Martins Alexander C, Oshiro Mariana Y, Albericio Fernando, de la Torre Beatriz G
School of Health Sciences, UAM, Universidade Anhembi-Morumbi, São Paulo 03101-001, Brazil.
Medical Information Department, Thermo Fisher Scientific, São Paulo 4542011, Brazil.
Biomedicines. 2024 Sep 2;12(9):1992. doi: 10.3390/biomedicines12091992.
An increase in total drug (small molecules and biologics) approvals by the Food and Drug Administration (FDA) was seen in 2023 compared with the previous year. Cancer remained the disease most targeted by monoclonal antibodies (mAbs), followed by autoimmune conditions. Our data reveal the prevalence of approvals for biologics even during years when the total number of authorizations was low, such as in 2022. Over half the drugs that received the green light in 2023 benefited from expedited programs, as the incidence of many diseases increased. In addition, over half of the biologics approved received Orphan Drug Designation from the FDA. This narrative review delves into details of the most significant approvals in 2023, including mAbs, enzymes, and proteins, explaining their mechanisms of action, differences from previous drugs, placebo, and standards of care, and outcomes in clinical trials. Given the varying number of drugs authorized annually by the U.S. health authority, this review also examines the limits of external influences over the FDA's decisions and independence regarding drug approvals and withdrawals.
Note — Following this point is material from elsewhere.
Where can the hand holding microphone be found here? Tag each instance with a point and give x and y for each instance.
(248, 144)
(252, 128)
与前一年相比,美国食品药品监督管理局(FDA)在2023年批准的药物(小分子药物和生物制剂)总数有所增加。癌症仍然是单克隆抗体(mAb)最主要的靶向疾病,其次是自身免疫性疾病。我们的数据显示,即使在授权总数较低的年份(如2022年),生物制剂的获批率依然很高。由于许多疾病的发病率上升,2023年超过半数获批的药物受益于加速审批程序。此外,获批的生物制剂中有超过半数获得了FDA的孤儿药认定。这篇叙述性综述深入探讨了2023年最重要的获批药物的细节,包括单克隆抗体、酶和蛋白质,解释了它们的作用机制、与先前药物的差异、安慰剂以及治疗标准,还有临床试验结果。鉴于美国卫生当局每年批准的药物数量各不相同,本综述还探讨了外部因素对FDA药物审批和撤市决策及独立性的影响限度。